Poupou's Corner of the Web

Looking for perfect security? Try a wireless brick.
Otherwise you may find some unperfect stuff here...


More alpha bits

While the ColorMatrix class wasn't widely used it was not the only place where libgdiplus suffered from a lack of pre-multiplication. Loading bitmaps, e.g. 32bpp PNG images, also require to pre-multiply the alpha value to every R, G and B values. Otherwise things starts to look strange or bad. The pre-multiplication process is simple but CPU intensive.
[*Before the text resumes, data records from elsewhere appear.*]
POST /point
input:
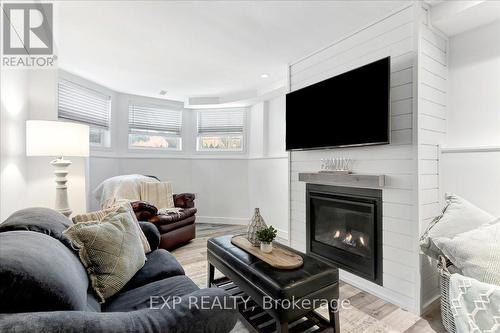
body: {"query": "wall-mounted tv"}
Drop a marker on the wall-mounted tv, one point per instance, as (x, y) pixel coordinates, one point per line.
(350, 109)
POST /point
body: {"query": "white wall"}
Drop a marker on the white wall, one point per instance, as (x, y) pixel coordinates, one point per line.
(227, 185)
(42, 88)
(474, 118)
(13, 164)
(268, 164)
(432, 116)
(474, 101)
(29, 181)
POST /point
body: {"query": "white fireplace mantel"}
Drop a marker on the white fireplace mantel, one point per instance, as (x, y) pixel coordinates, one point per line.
(351, 179)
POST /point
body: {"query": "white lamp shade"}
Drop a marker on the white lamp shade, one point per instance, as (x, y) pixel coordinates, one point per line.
(56, 138)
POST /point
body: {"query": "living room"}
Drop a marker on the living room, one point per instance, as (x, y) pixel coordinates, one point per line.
(232, 106)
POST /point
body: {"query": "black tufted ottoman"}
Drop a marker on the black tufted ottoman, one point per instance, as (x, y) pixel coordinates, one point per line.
(280, 300)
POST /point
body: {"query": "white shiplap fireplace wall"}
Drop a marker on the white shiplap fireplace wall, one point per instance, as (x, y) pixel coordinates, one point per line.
(401, 36)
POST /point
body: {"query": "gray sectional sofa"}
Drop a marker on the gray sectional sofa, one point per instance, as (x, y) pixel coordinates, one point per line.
(45, 288)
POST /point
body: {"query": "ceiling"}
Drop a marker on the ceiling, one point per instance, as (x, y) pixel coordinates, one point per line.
(200, 48)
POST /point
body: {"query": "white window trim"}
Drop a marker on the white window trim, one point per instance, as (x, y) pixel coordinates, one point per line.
(151, 150)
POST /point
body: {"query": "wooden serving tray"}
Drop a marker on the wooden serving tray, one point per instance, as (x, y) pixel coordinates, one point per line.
(279, 257)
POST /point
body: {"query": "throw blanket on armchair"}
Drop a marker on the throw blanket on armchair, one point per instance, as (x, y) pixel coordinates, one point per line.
(475, 305)
(119, 188)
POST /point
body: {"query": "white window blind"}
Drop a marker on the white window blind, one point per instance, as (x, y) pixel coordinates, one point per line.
(83, 105)
(221, 121)
(155, 118)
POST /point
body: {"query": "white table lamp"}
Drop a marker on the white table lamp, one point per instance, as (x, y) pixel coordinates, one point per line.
(58, 139)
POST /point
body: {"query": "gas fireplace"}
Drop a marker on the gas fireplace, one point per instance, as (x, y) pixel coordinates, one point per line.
(344, 226)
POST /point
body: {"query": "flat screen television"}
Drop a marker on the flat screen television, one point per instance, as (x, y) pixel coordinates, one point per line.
(350, 109)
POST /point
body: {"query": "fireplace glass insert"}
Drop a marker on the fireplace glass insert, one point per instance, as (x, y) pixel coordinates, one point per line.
(344, 227)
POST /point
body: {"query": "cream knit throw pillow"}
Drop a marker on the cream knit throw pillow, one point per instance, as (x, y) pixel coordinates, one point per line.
(101, 214)
(110, 250)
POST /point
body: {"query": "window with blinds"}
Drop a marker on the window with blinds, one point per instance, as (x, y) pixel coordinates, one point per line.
(79, 104)
(154, 127)
(221, 130)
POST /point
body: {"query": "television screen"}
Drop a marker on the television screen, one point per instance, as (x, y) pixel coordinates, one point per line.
(350, 109)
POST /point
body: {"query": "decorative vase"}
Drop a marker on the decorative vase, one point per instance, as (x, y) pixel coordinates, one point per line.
(266, 247)
(257, 223)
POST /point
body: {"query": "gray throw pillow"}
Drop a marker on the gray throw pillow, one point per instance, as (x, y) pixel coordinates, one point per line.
(457, 217)
(476, 252)
(110, 250)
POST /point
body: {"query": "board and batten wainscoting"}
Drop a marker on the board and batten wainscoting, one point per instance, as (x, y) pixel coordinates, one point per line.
(409, 163)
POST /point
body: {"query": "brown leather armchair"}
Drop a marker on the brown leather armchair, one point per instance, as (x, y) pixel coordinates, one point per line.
(175, 228)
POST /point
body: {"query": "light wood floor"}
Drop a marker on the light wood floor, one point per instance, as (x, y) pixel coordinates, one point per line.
(367, 313)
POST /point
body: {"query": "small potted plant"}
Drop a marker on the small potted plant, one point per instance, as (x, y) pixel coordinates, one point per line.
(266, 237)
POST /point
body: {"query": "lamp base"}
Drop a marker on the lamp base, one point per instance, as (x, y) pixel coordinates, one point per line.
(61, 173)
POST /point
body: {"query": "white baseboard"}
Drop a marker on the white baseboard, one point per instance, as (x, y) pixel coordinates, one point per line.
(282, 234)
(379, 291)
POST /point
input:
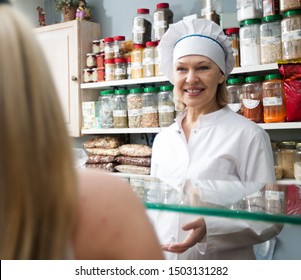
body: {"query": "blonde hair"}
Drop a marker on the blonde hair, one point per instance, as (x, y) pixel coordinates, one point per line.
(37, 178)
(222, 98)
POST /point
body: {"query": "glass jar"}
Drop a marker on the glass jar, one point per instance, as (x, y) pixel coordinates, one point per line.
(252, 98)
(270, 39)
(109, 47)
(91, 60)
(166, 106)
(136, 61)
(88, 75)
(120, 68)
(129, 67)
(297, 162)
(150, 116)
(162, 18)
(134, 105)
(270, 7)
(286, 5)
(106, 109)
(273, 99)
(109, 69)
(233, 35)
(119, 46)
(291, 35)
(287, 149)
(157, 62)
(234, 87)
(249, 9)
(148, 59)
(142, 27)
(120, 108)
(249, 34)
(96, 46)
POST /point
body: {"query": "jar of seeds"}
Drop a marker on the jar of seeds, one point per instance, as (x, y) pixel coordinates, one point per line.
(134, 106)
(150, 117)
(120, 108)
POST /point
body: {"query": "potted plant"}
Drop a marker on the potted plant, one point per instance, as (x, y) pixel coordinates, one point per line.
(68, 8)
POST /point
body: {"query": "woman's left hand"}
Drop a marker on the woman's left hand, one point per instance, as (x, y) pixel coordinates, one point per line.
(198, 232)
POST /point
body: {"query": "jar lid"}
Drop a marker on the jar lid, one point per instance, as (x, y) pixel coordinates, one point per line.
(139, 46)
(235, 81)
(142, 11)
(119, 38)
(121, 91)
(120, 60)
(136, 90)
(272, 18)
(106, 92)
(110, 61)
(166, 88)
(291, 13)
(287, 144)
(252, 79)
(108, 40)
(250, 22)
(152, 89)
(162, 5)
(151, 44)
(275, 76)
(233, 30)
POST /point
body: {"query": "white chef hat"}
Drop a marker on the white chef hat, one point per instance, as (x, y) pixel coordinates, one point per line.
(195, 36)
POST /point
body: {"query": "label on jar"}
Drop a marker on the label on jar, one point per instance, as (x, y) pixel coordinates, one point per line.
(149, 110)
(135, 112)
(235, 107)
(119, 113)
(250, 103)
(272, 101)
(166, 109)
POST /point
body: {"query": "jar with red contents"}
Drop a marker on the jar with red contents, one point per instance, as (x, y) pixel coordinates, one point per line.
(109, 47)
(273, 98)
(233, 35)
(119, 46)
(252, 98)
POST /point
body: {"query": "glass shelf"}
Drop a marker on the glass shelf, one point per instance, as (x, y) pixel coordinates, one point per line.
(277, 203)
It requires, for every pixel (and everyone like bitmaps with a lot of pixels), a division (alpha / 0xff = float) and three multiplications (float * R, G, B).

Divisions are slow, so removing the division, using 256 pre-computed floats values (1kb), can have a very visible impact on the required time to apply a ColorMatrix or, more commonly, when loading a transparent bitmap.
Time: 0:44.1136470 seconds (see previous benchmark)
Time: 0:40.8741020 seconds
I suspect this difference will vary a lot depending on how well your CPU architecture handles divisions.

Multiplications are faster than divisions, but we have three of them. Sadly removing the multiplications requires a bigger table, like 65536 bytes (it could be made smaller but would require more time to compute, negating part of the advantage of using a table). This table also removes the need for the previous, albeit a lot smaller, table.
New time: 0:35.7004520 seconds

That's almost another 20% reduction (45% from the original ColorMatrix). Now is it worth the extra 64kb space in the (already more then 2.5mb) libgdiplus binary ?

If it was only for the ColorMatrix then probably not. But we get a lot more comments/bugs on libgdiplus performance than on it's size and loading transparent bitmaps correctly, and without getting (too much) slower, looks worthy enough :-)

1/3/2007 15:21:09 | Comments

The views expressed on this website/weblog are mine alone and do not necessarily reflect the views of my employer.